En marzo pasado, Asher estableció su quinto récord mundial en piscina, un logro que refuerza su posición como una de las figuras más respetadas en el ámbito de la natación. Además de sus logros deportivos, ha sido reconocida con la Medalla del Imperio Británico, una de las distinciones más prestigiosas de su país, y forma parte del Salón de la Fama Internacional de la Natación. Su historia no solo inspira a otros nadadores, sino que también se ha convertido en un referente para personas de todas las edades que buscan mantenerse activas y saludables.
A pesar de haber enfrentado serias complicaciones de salud, incluyendo el reemplazo de ambas caderas, Asher ha mantenido su compromiso con la natación. “Voy a seguir nadando todo el tiempo que pueda”, afirmó en una reciente entrevista. Su tenacidad para superar dificultades físicas es un testimonio de su pasión por el deporte y su amor por el agua, que nunca ha disminuido a lo largo de los años.
La vida de Jane Asher ha estado marcada por una serie de experiencias que han moldeado su carácter y su trayectoria deportiva. Nació en Rodesia del Norte, actualmente Zambia, donde el acceso a los ríos era complicado debido a la presencia de cocodrilos e hipopótamos. Sin embargo, su primer contacto con una piscina ocurrió a los siete años, tras mudarse con su familia a Johannesburgo, Sudáfrica. Desde entonces, la natación se convirtió en una parte integral de su vida, aunque también tuvo que equilibrar su carrera deportiva con la crianza de cuatro hijos y la atención a sus once nietos.

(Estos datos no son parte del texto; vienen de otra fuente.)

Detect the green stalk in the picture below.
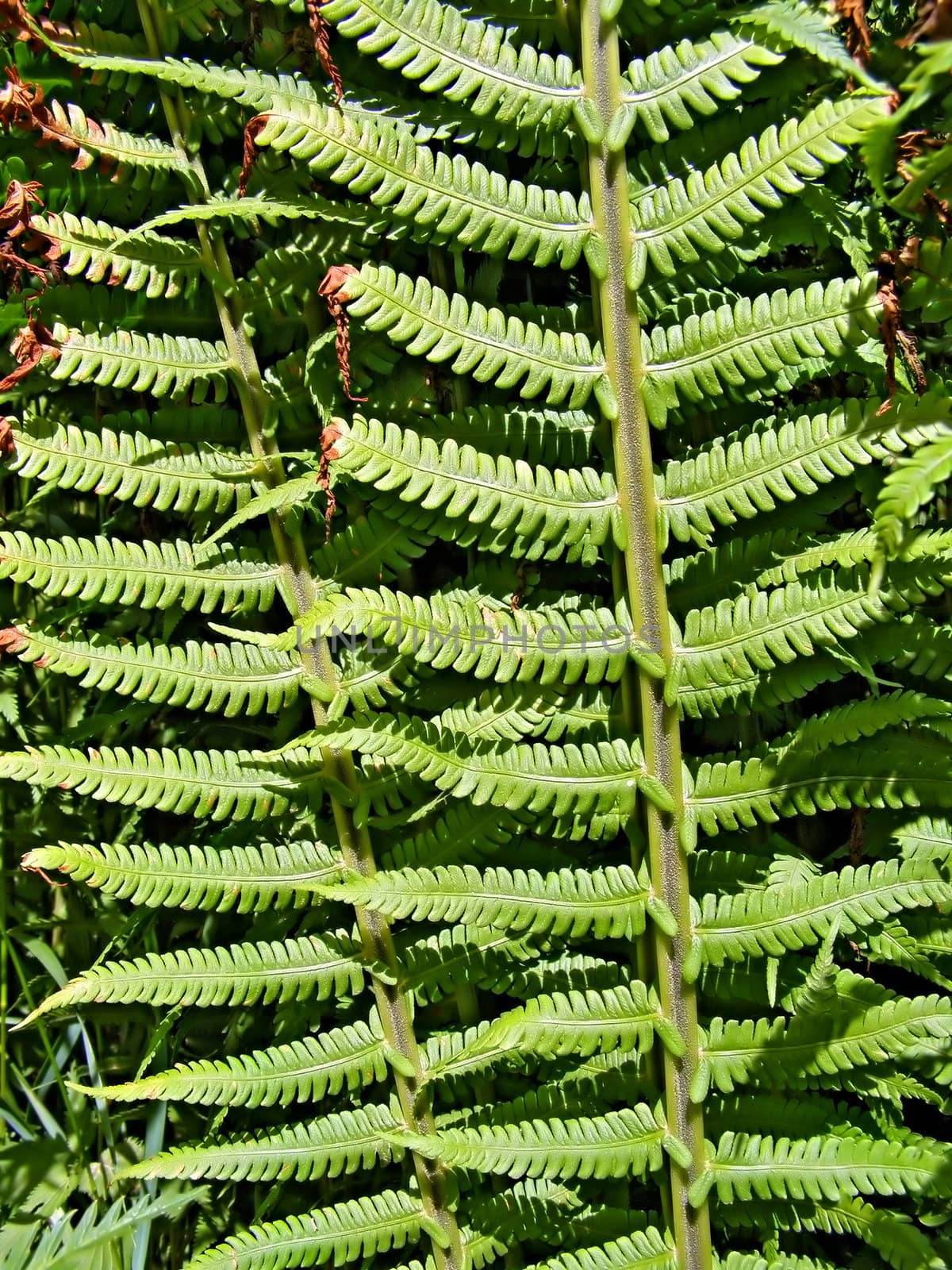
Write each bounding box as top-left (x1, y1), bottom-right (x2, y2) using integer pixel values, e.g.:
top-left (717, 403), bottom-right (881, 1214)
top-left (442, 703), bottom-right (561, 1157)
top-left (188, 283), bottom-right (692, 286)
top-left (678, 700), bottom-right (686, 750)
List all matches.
top-left (579, 0), bottom-right (712, 1270)
top-left (137, 0), bottom-right (465, 1270)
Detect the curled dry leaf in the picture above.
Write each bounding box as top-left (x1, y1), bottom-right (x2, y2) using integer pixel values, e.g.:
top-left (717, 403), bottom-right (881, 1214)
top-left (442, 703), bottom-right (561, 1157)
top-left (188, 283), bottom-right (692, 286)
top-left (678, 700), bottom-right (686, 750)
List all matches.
top-left (0, 625), bottom-right (27, 652)
top-left (317, 423), bottom-right (340, 538)
top-left (239, 114), bottom-right (268, 198)
top-left (317, 264), bottom-right (367, 402)
top-left (836, 0), bottom-right (872, 66)
top-left (0, 66), bottom-right (106, 171)
top-left (0, 0), bottom-right (36, 42)
top-left (0, 318), bottom-right (60, 392)
top-left (307, 0), bottom-right (344, 104)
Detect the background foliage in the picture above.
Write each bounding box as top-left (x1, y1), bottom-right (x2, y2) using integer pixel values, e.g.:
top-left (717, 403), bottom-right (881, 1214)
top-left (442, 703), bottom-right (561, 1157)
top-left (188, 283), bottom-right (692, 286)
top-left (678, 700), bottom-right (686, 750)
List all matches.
top-left (0, 0), bottom-right (952, 1270)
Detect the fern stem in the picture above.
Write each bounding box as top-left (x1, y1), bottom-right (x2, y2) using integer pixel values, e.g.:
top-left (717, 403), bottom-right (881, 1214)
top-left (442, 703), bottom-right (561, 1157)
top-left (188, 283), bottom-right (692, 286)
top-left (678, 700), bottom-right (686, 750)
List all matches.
top-left (579, 0), bottom-right (712, 1270)
top-left (137, 0), bottom-right (465, 1270)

Después de trasladarse al Reino Unido y estudiar en la Universidad de Mánchester, Asher formó parte del equipo de natación de la institución. Aunque dejó las competencias tras graduarse y casarse, nunca se alejó de la piscina. Comenzó a enseñar a nadar a niños de primaria, fomentando su amor por el agua y ayudándolos a superar sus temores. Un comentario de un espectador la llevó a descubrir que existían competencias para adultos, lo que reavivó su espíritu competitivo.
Fue a los 40 años cuando Asher decidió volver a la competición, impulsada por el recuerdo de su esposo, quien le había animado a seguir sus sueños. Su regreso al deporte fue espectacular: estableció su primer récord máster en estilo libre en Estados Unidos y comenzó a acumular títulos en campeonatos nacionales en varios países, incluyendo Reino Unido, España, Francia y Países Bajos. Hasta la fecha, ha conseguido un total de cincuenta y dos récords mundiales en distintas categorías de edad, consolidándose como una figura emblemática en el mundo de la natación.
La historia de Jane Asher es un recordatorio poderoso de que la determinación y la pasión pueden trascender cualquier límite. A través de su dedicación al deporte y su capacidad para inspirar a otros, ha demostrado que la edad no es un impedimento para alcanzar grandes logros. Con cada medalla y cada récord, Asher continúa desafiando las expectativas y motivando a nuevas generaciones de atletas a seguir sus pasos en el agua.